Concept

Italian Egyptians

Summary
Italians in Egypt, also referred to as Italian Egyptians (Italo-egiziani), are Egyptian-born citizens who are fully or partially of Italian descent, whose ancestors were Italians who emigrated to Egypt during the Italian diaspora, or Italian-born people in Egypt. This Italian community have a history that goes back to Roman times. The last Queen of ancient Egypt (the Greek Cleopatra) married the Roman Mark Antony bringing her country as "dowry", and since then Egypt was part of the Roman Empire and the Byzantine Empire for centuries. Many people from the Italian peninsula moved to live in Egypt during those centuries: the tombs of Christian Alexandria shows how deep that presence was. Since then there has been a continuous presence of people (born in the Italian peninsula) and their descendants in Egypt. During the Middle Ages Italian communities from the "Maritime Republics" of Italy (mainly Pisa, Genoa and Amalfi) were present in Egypt as merchants.

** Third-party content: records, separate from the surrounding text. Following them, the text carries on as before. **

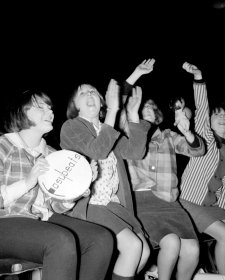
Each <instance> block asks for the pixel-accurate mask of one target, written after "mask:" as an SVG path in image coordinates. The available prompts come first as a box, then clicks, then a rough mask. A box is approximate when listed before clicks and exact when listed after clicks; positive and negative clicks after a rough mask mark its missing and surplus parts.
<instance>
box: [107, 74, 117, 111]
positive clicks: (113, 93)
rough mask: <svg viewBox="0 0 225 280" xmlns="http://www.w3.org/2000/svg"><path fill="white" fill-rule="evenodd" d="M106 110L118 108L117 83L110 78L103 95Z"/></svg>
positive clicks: (115, 108) (116, 81)
mask: <svg viewBox="0 0 225 280" xmlns="http://www.w3.org/2000/svg"><path fill="white" fill-rule="evenodd" d="M105 101H106V105H107V109H108V110H113V111H118V109H119V85H118V83H117V81H115V80H114V79H111V80H110V82H109V85H108V88H107V92H106V95H105Z"/></svg>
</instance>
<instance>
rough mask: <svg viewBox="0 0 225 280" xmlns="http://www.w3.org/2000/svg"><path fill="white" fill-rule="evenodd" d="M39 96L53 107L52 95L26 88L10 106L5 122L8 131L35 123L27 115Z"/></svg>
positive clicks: (15, 129)
mask: <svg viewBox="0 0 225 280" xmlns="http://www.w3.org/2000/svg"><path fill="white" fill-rule="evenodd" d="M37 97H40V98H41V99H42V100H43V101H44V102H45V103H46V104H47V105H49V106H51V107H52V101H51V99H50V97H49V96H48V95H47V94H46V93H44V92H42V91H39V90H26V91H24V92H22V93H20V94H18V95H17V96H16V97H15V98H14V100H13V101H12V102H11V103H10V104H9V106H8V112H7V114H6V118H5V122H4V129H5V130H6V132H18V131H20V130H22V129H28V128H30V127H31V126H33V125H34V124H33V122H31V121H30V120H29V119H28V117H27V110H29V109H30V108H31V107H32V105H33V104H34V102H36V101H37Z"/></svg>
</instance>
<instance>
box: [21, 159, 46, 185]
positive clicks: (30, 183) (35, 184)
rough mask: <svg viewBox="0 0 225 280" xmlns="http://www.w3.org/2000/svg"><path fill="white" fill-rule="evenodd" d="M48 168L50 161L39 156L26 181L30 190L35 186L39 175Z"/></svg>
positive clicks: (40, 174)
mask: <svg viewBox="0 0 225 280" xmlns="http://www.w3.org/2000/svg"><path fill="white" fill-rule="evenodd" d="M48 170H49V163H48V161H47V160H46V159H45V158H43V157H41V158H39V159H38V160H37V161H36V163H35V164H34V166H33V167H32V169H31V171H30V173H29V174H28V176H27V177H26V179H25V183H26V186H27V187H28V190H30V189H32V188H34V187H35V186H36V184H37V181H38V177H39V176H40V175H42V174H43V173H45V172H46V171H48Z"/></svg>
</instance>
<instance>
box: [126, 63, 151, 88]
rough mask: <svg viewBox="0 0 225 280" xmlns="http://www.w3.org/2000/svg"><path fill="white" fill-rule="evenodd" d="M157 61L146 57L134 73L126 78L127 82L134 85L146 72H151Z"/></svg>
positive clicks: (147, 72)
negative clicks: (154, 63) (154, 64)
mask: <svg viewBox="0 0 225 280" xmlns="http://www.w3.org/2000/svg"><path fill="white" fill-rule="evenodd" d="M154 63H155V59H154V58H149V59H145V60H143V61H142V63H140V64H139V65H138V66H137V67H136V68H135V69H134V71H133V72H132V74H131V75H130V76H129V77H128V78H127V79H126V81H127V83H129V84H130V85H134V84H135V83H136V81H137V80H138V79H139V78H140V77H141V76H142V75H145V74H149V73H150V72H152V71H153V66H154Z"/></svg>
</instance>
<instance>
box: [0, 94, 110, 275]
mask: <svg viewBox="0 0 225 280" xmlns="http://www.w3.org/2000/svg"><path fill="white" fill-rule="evenodd" d="M11 105H12V108H11V110H10V111H9V119H8V121H7V122H6V130H7V131H8V133H5V134H4V135H2V136H1V137H0V182H1V184H0V258H1V259H2V258H18V259H25V260H28V261H32V262H36V263H40V264H43V271H42V278H43V280H52V279H54V280H62V279H63V280H71V279H78V278H79V279H83V280H87V279H93V280H94V279H102V280H103V279H104V278H105V275H106V272H107V269H108V266H109V263H110V260H111V255H112V250H113V237H112V235H111V233H110V232H109V231H108V230H107V229H105V228H103V227H100V226H98V225H95V224H92V223H88V222H86V221H81V220H78V219H73V218H71V217H68V216H66V215H62V214H61V213H64V212H66V211H68V209H69V208H70V207H72V206H74V202H72V201H71V200H70V201H69V202H67V201H65V200H64V199H62V196H63V195H64V194H63V193H62V192H61V189H60V186H61V185H63V184H64V182H66V181H68V182H70V180H72V181H73V180H74V175H76V174H74V173H76V170H75V169H76V167H78V169H79V162H83V163H84V164H85V166H86V168H87V170H88V171H87V181H85V183H86V185H85V189H87V188H88V184H90V181H88V180H89V179H90V168H88V164H87V162H85V160H84V159H82V157H81V156H79V155H78V154H77V153H73V154H72V153H66V158H67V159H65V158H64V157H65V155H64V157H61V158H60V161H61V163H62V165H60V164H57V160H58V159H57V155H58V154H57V153H58V152H56V151H55V150H54V149H53V148H52V147H50V146H48V145H47V144H46V142H45V140H44V138H43V136H44V135H45V134H46V133H48V132H50V131H51V130H52V129H53V126H52V123H53V118H54V115H53V111H52V103H51V100H50V98H49V97H48V96H47V95H46V94H44V93H42V92H39V91H26V92H23V94H21V95H19V96H18V98H16V100H15V104H11ZM51 155H52V156H53V155H54V156H53V157H52V158H53V159H54V161H56V163H55V164H52V162H51ZM62 155H63V153H62V154H61V153H60V156H62ZM48 157H49V159H48ZM48 172H53V173H51V176H52V179H53V181H51V182H50V185H49V182H48V181H47V179H48V176H47V179H46V178H41V176H43V175H44V174H48ZM78 172H80V176H82V173H81V169H79V170H78ZM38 178H39V180H40V182H41V183H43V184H44V186H42V188H43V189H44V187H45V188H46V189H45V191H42V189H41V188H40V187H39V184H38ZM64 187H66V186H64ZM51 189H53V191H50V190H51ZM58 190H60V192H58ZM82 192H84V190H83V191H82ZM46 193H47V195H46ZM66 194H67V195H68V193H66ZM81 195H82V193H79V194H76V195H75V194H74V193H72V192H71V193H70V195H69V196H66V197H65V199H67V198H68V197H69V198H70V199H73V200H74V199H77V198H79V197H80V196H81ZM54 196H55V197H54ZM78 263H79V266H78Z"/></svg>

Since the Renaissance the Republic of Venice has always been present in the history and commerce of Egypt: there was even a Venetian Quarter in Cairo. From the time of Napoleon I, the Italian community in Alexandria and Egypt started to grow in a huge way: the size of the community had reached around 60,000 just before World War II, forming the second largest immigrant community in Egypt. The expansion of the colonial Italian Empire after World War I was directed toward Egypt by Benito Mussolini, in order to control the Suez Canal. The Italian Duce created in the 1930s some sections of the National Fascist Party in Alexandria and Cairo, and many hundreds of Italian Egyptians become members of it. Even some intellectuals, like Filippo Tommaso Marinetti (founder of the Futurism) and the poet Giuseppe Ungaretti, were supporters of the Italian nationalism in their native Alexandria. As a consequence, during World War II the British authorities interned in concentration camps nearly 8,000 Italian Egyptians with sympathy for Italian Fascism, in order to prevent sabotage when the Italian Army attacked western Egypt in summer 1940.